Background The introduction of electronic cigarettes on the market as a cheaper and allegedly healthier alternative to cigarettes, has led many people to use them. The aim of this study is to give us a better understanding of the increase in useage of electronic cigarettes as an aid to quitting smoking for people accessing stop smoking services in secondary care in Croydon.
Method Questionnaires were given to participants who were willing to take part. 50 participants were recruited during their hospital visit through the Croydon Respiratory Team (CRT) and the hospital based stop smoking service. Patient demographics were recorded and participants reported their behavioural changes, impact on health, reason for use, and intention of when to stop using e-cigarettes.
Results Participants were both male and female with the age range of 23–82 years. 17 participants (35%) reported a diagnosis of COPD (Chronic Obstructive Pulmonary Disease). 34 participants were single users (only used e-cigarettes) and 16 were dual users (use e-cigarettes and other NRT products). Results revealed that e-cigarettes are popular, well tolerated and various brands used. The most popular brand was Vapour Zone cigarettes with 14 users followed by V2 Cig with 8 users. The findings also showed that some patients are using 2 types of e-cigarettes: 2 participants in this study were using more than one brand at the same time. Duration of using e-cigarettes was from one week to over 18 months with 50% of patients having used e cigarettes for at least 3 months. 26 patients (52%) reported improvement in breathing and 9 patients (18%) reported a reduction in sputum. 21 patients (42%) had reduced their cigarette use and 19 (38%) had quit smoking. Out of these 25 patients who were using e-cigarettes for at least 3 months; 12 had quit smoking. 22 participants reported hearing about e-cigarettes through the media, 14 through friends, 3 from health professionals, 3 from relatives and 3 through media and friends. It was interesting to note that despite all participants wanting to stop smoking, 33 participants were not sure when they intended to stop using e-cigarettes.
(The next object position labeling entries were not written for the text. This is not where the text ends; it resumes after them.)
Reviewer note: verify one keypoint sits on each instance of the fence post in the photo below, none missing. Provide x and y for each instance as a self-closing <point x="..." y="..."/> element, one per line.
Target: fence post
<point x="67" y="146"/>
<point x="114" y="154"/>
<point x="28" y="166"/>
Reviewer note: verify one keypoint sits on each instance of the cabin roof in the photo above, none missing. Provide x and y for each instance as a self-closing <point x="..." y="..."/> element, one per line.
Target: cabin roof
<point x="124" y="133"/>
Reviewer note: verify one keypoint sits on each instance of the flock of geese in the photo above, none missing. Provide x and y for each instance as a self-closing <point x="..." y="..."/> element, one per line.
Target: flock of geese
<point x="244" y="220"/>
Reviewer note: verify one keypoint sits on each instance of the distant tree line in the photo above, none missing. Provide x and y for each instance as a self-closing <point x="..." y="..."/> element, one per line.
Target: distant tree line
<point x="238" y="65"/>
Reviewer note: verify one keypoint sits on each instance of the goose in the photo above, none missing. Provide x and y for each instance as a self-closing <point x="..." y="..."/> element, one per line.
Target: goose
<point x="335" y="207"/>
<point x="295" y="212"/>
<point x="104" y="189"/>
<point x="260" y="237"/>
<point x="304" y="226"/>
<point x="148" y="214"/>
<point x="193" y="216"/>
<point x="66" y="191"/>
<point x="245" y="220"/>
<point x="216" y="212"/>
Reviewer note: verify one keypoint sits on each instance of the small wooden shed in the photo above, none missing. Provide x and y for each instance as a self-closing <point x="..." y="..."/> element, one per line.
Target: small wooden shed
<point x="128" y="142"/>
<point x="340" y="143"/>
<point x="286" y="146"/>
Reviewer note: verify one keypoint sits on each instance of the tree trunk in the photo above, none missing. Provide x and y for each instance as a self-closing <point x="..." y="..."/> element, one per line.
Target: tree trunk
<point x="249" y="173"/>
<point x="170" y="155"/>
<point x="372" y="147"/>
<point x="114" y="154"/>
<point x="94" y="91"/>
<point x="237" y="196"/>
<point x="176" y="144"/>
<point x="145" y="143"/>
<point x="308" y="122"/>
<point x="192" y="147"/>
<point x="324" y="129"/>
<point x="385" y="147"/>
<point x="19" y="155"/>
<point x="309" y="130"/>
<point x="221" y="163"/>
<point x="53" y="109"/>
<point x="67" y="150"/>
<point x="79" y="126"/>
Conclusions The use of e-cigarettes is common in patients accessing secondary care in Croydon. Many patients either quit or reduced smoking and many reported improvement in symptoms. Duration of use of e-cigarettes is variable but half of patients surveyed had used them for at least 3 months. Whilst this study provides some local data, further research is required to help shape future respiratory and smoking cessation services and policies.